Laut Zurbuchen könnte der Fetch-Rover ebenfalls mit einem Bohrer ausgerüstet werden, um auch Proben aus tieferen Bodenschichten zu gewinnen. Das wäre dann sinnvoll, wenn Rosalind Franklins Analysen zuvor ergeben hätten, dass sich das Gestein in der Tiefe stark von dem an der Oberfläche unterscheidet.
Die Landesonde packt die Röhrchen mit einem Greifarm und verstaut sie in einem Container. Er ist nicht größer als ein Basketball und sitzt an der Spitze einer Rakete. Deren Rückkehr zur Erde wäre technisches Neuland, denn noch nie zuvor wurde eine Rakete auf dem Mars gestartet. Die Rückreise würde im Frühjahr 2029 beginnen.
Im Mars-Orbit angekommen, wird der Container von einem sogenannten Earth Return Orbiter eingefangen werden. Er soll bereits im Oktober 2026 mit einer Ariane 6 zum Mars fliegen. Laut ESA-Experte Sanjay Vijendran kann der Orbiter sowohl chemisch als auch elektrisch angetrieben werden. Eine kombinierte Variante bietet die höchste Flexibilität, um den Raumflug von der Erde zum Mars und zurück zu absolvieren.
Der Earth Return Orbiter wird mit seinen rund sechs Tonnen ein Schwergewicht sein. Allein die Solarpanele müssen wegen des stromhungrigen Antriebs riesig ausfallen. Ihre Spannweite von 40 Metern lässt selbst die stattliche Kometensonde Rosetta klein erscheinen, die 32 Meter maß (bild der wissenschaft 5/2017, „Schlussakkord für Rosetta“).
Harte Landung in Utah
Vijendran ist zuversichtlich: Die ESA hat in früheren Missionen bereits mehrere Technologien erprobt, die jetzt für den Earth Return Orbiter gebraucht werden. Seine Nutzlast – also die Vorrichtung, die den Probencontainer einfängt – und der Schutzschild für den feurigen Eintritt in die Erdatmosphäre wären hingegen Aufgaben der NASA.
Ein Testgelände im US-Bundesstaat Utah wird voraussichtlich das Landegebiet sein. Dort sind früher Rückkehrkapseln von NASA-Missionen am Fallschirm herabgeschwebt. Die MSR-Kapsel muss aber auch dann intakt landen, wenn der Landefallschirm versagen sollte. Man hat deshalb beschlossen, lieber ganz auf einen solchen Schirm zu verzichten. Geplant ist eine vergleichsweise harte Landung, nur Schockabsorber sollen den Aufprall etwas abfedern.
Noch sind nicht alle Details und auch nicht alle Kooperationen festgezurrt, doch es zeichnet sich ab, dass es bei dem Megaprojekt zu einer europäisch-amerikanischen Kooperation kommen wird.

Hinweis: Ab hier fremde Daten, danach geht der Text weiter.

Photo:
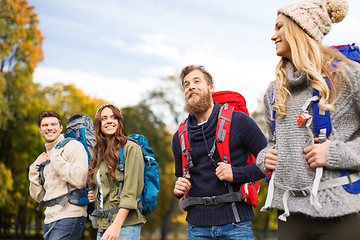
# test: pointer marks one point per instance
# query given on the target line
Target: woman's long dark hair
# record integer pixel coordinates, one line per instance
(106, 147)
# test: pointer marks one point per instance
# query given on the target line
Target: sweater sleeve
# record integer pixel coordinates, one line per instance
(36, 190)
(254, 141)
(344, 150)
(133, 176)
(72, 164)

So hat im vergangenen November die Ministerratskonferenz der ESA erste Gelder für das milliardenschwere Projekt freigemacht. Und das Weiße Haus beantragte vor Kurzem beim US-Kongress 233 Millionen Dollar – zusätzlich zum bereits weitgehend finanzierten Perseverance-Rover. Politischer Wille ist also vorhanden. Ob allerdings die Untersuchung der Proben in irdischen Labors schon 2032 beginnen kann, wie Optimisten hoffen, muss sich zeigen. Bei so ambitionierten Raumfahrt-Projekten ist es in der Vergangenheit schon oft zu Verzögerungen gekommen.
Aminosäuren im Mars-Gestein
Für die Analysen der Mars-Proben müssen höchste Sicherheitsstandards gelten, vergleichbar dem Umgang mit Ebola-Erregern. Denn falls tatsächlich Mikroben in den Gesteinen leben, dürfen diese keinesfalls das Labor verlassen.

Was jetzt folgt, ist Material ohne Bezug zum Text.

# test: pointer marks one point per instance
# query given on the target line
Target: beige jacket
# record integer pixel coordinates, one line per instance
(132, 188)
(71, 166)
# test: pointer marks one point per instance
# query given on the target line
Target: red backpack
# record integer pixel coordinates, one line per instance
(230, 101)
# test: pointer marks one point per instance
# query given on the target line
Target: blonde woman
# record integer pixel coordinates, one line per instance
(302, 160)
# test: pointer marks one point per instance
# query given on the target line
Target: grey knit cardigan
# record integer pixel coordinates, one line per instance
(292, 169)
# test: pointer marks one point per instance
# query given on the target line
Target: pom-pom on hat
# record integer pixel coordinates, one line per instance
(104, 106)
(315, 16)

Auch eine Kontamination mit organischem Material von der Erde muss unbedingt vermieden werden. Das Problem zeigte sich bereits vor zwei Jahrzehnten bei der Untersuchung des Nakhla-Meteoriten vom Mars. Ein Team um NASA-Forscher Daniel Glavin fand darin mehrere Aminosäuren. Wie sich später herausstellte, waren sie wohl irdischen Ursprungs.

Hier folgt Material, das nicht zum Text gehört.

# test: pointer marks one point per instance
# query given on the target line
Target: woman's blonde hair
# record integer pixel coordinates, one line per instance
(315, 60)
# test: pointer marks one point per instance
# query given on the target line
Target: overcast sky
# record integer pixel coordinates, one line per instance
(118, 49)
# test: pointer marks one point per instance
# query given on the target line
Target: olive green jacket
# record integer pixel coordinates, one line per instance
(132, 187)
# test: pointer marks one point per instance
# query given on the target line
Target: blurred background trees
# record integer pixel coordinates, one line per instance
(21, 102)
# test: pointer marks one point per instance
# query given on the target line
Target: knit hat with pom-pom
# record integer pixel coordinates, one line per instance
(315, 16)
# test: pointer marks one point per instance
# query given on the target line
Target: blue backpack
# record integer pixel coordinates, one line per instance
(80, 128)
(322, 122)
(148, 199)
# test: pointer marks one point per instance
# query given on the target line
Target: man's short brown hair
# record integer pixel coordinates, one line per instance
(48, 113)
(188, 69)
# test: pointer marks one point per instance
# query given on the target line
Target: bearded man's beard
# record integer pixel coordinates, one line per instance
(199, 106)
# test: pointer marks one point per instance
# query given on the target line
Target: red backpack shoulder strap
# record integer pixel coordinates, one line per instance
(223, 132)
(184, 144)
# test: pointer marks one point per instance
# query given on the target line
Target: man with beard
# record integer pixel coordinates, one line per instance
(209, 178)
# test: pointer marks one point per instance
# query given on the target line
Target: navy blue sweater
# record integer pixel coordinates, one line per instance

„Die meisten Mars-Meteoriten sind mit irdischen Aminosäuren kontaminiert“, bedauert Glavin. Doch er nennt eine Ausnahme: den Meteoriten RBT04262, der 2004 am Südpol geborgen wurde. Laut Glavin enthält er mehrere Aminosäuren, die nicht im antarktischen Eis vorkommen: „Wir glauben, dass sich die Aminosäuren bei höheren Temperaturen auf dem Mars gebildet haben, allerdings nicht durch biologische Reaktionen.“ Die Suche nach Leben auf dem Mars erfordert also weiter Geduld.